主なポイント:
- 12地区中10地区でインフレが加速、中東のエネルギーコストが要因
- 9地区で製造業が強化される一方、11地区で雇用は横ばい
- 消費支出は所得別に大きく二極化、低所得世帯に負担
主なポイント:

米連邦準備制度理事会(FRB)のベージュブックは、米国の大半の地域でインフレが加速していることを示し、12地区中10地区が前期よりも価格上昇が加速したと報告した。これは中東紛争に関連するエネルギーコストが要因である。6月3日に発表された報告書によれば、10地区で経済活動は緩やかから穏やかなペースで拡大し、1地区ではわずかな減少、別の1地区では変化が見られなかった。

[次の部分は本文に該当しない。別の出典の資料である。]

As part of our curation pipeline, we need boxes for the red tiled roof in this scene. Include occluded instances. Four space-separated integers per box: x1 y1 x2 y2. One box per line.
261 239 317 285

サンフランシスコ連邦準備銀行は第12地区の要約で、「中東紛争に起因する燃料価格の上昇により、大半のセクターの企業で輸送費と配送コストが押し上げられた」と述べた。あるレジャー・接客業の連絡先は、採用状況が緩和されたことで、より高コストな時間外労働に頼るのではなく、季節労働者を雇うことが可能になったと指摘した。
製造業活動は12地区中9地区で強化され、防衛関連支出とデータセンター建設が需要を支えた。雇用は11地区でほぼ横ばいとなり、賃金上昇率は緩やかから穏やかな範囲にとどまった。報告書によれば、消費支出は所得水準によって大きく二極化し、高所得世帯は依然として底堅い一方、低所得消費者はより大きな財政的負担を示した。

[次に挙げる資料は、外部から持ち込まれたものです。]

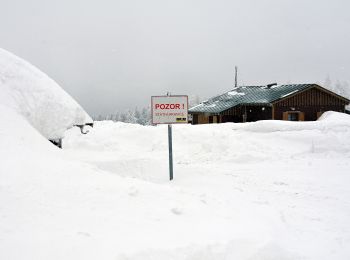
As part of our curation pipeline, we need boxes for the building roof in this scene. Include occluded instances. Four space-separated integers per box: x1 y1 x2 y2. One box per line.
189 84 344 113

インフレ上昇と雇用横ばいの組み合わせは、FRBの政策運営を複雑にしている。フェデラルファンド金利が2023年7月以来変わらず5.25%〜5.5%にある中、中央銀行は成長が減速する中でも利下げを正当化することを難しくする持続的な価格圧力に直面している。次回の連邦公開市場委員会(FOMC)は6月16〜17日に予定されている。
エネルギーを超えて広がるインフレ
価格上昇は燃料に限定されなかった。大半のセクターの企業は、関税に関連する輸送費、配送費、原材料費の上昇を報告した。食品サービス企業は農産物や畜産物などの原材料価格の上昇に直面し、テクノロジーサービス、イベントスタッフ派遣、保険費用も上昇した。一部の企業はサプライヤーからのコスト上昇をうまく抑えた一方、運輸、接客業、小売、製造業の他の企業は、コスト上昇の全部または一部を顧客に転嫁した。
ほとんどの地区で、前回のベージュブックよりも価格上昇が強いと報告され、非労働投入コストが販売価格よりも速く上昇し、企業の利益率を圧迫している。この構図は、中間層および低所得世帯の間で高まる affordability 圧力に直面する消費者向け企業にとって特に深刻である。
消費者の負担深刻化
消費者健全性の二極化は中心的テーマであった。高所得世帯は依然として底堅く価格上昇への感応度も低い一方、中間所得消費者は支出前に予算をよりやりくりしていた。低所得消費者は最も大きな負担を示し、クレジットカード利用の増加、小売店訪問の減少、食料支援や住宅支援などの必需品への需要増加が報告された。
地域団体は、ニーズの高まりと資金減少を報告した。政府資金の変更により、保険の適用を失う個人が増え、病院のリソースを圧迫した。非営利団体にとって、企業からの資金調達はより困難になり、公的助成金からの資金も減少した。
製造業が明るい材料に
製造業は最も力強いセクターであり、9地区が緩やかから力強い成長を報告した。需要は防衛関連活動、データセンター建設、商業車両や設備投資におけるコスト削減を求める顧客によって支えられた。しかし、製造業者は関税と世界的なエネルギー価格上昇により、原材料、エネルギー、輸送のコスト上昇を引き続き報告した。
企業関係者の間の見通しは依然として弱いものの、前期よりはやや楽観的であった。エネルギー主導のインフレの持続性と関税関連のコスト圧力が相まって、FRBは市場が予想していたよりも長期間、制限的なスタンスを維持する必要があることを示唆している。
本記事は情報提供のみを目的としており、投資助言を構成するものではない。